Im Zuge der kommunalen Gebietsreform im Land Hessen entstand 1972 aus den bis dahin selbstständigen Gemeinden Bermbach, Esch, Niederems, Reichenbach, Steinfischbach und Wüstems die heutige Großgemeinde Waldems. Während die Gemeinden Reichenbach, Niederems, Steinfischbach und Wüstems dem Landkreis Usingen (heute Hochtaunuskreis) angehörten, bildeten die Gemeinden Bermbach und Esch einen Teil des Untertaunuskreises (heute Rheingau-Taunus-Kreis). Die in den Jahrhunderten gewachsenen Ortsteile der Gemeinde Waldems haben eine reiche geschichtliche Vergangenheit aufzuweisen. Die Franken, Germanen, Römer und Kelten haben ihre Spuren in Dorf und Landschaft hinterlassen.

Die seit der Verwaltungs- und Gebietsreform von 1972 bestehende Gemeinde Waldems stellt sich als Arbeiterwohngemeinde dar. Durch die in Waldems wohnenden Pendler ist die Gemeinde insbesondere mit den Großräumen von Wiesbaden und Frankfurt am Main verbunden und gehört wirtschaftlich und sozialräumlich zum Rhein-Main-Gebiet. Mit der Bildung der Gemeinde Waldems war das Ziel verbunden, ein kommunales Gemeinwesen zu schaffen, das seiner Einwohnerschaft auch in einem ländlich strukturierten Raum optimale Voraussetzungen für möglichst viele Bereiche der Daseinsvorsorge bietet. Bereits heute verfügt die Gemeinde über Einrichtungen öffentlicher und privater Infrastruktur, die vielen Ansprüchen gerecht werden.

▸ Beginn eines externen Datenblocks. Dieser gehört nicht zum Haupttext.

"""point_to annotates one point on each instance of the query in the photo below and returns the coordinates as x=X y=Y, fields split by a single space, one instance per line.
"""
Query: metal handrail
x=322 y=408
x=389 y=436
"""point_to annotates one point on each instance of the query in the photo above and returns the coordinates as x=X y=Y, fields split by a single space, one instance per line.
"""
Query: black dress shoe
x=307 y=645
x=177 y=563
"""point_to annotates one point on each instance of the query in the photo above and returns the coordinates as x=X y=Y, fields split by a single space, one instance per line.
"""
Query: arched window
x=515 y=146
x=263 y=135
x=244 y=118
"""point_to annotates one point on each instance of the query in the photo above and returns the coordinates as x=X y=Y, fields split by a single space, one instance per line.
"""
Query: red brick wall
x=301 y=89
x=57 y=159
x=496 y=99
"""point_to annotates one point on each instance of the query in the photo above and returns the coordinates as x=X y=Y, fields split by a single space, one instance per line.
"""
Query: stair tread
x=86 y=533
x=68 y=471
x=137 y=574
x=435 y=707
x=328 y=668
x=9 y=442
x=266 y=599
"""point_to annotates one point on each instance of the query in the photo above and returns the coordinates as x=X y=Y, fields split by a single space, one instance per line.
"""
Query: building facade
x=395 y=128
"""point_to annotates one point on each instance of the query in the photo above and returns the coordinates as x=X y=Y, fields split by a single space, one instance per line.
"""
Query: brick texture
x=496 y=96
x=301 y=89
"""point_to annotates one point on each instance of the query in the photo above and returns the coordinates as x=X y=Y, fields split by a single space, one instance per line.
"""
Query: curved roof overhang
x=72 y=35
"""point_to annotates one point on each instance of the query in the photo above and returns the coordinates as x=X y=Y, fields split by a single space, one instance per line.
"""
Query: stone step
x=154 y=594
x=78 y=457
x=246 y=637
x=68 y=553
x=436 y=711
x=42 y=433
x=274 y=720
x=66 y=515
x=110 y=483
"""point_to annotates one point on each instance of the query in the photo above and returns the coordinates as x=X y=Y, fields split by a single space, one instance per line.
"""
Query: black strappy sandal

Ein sehr vielfältiges und reges Vereinsleben ermöglicht eine sinnvolle Freizeitgestaltung und stellt eine Bereicherung für das Gemeinwesen dar.

Bei Waldems beginnt der Hochtaunus mit seinem gesunden Schon- und Reizklima und einem ausgedehnten Naturpark. Umwelt, Luft und Bachläufe sind hier noch in Ordnung und bei Wanderungen kann man sich an einer reichen und intakten Tier- und Pflanzenwelt erfreuen. Mit einer landschaftlich reizvollen Umgebung ist Waldems zum Wandern und Erholen der geeignete Platz.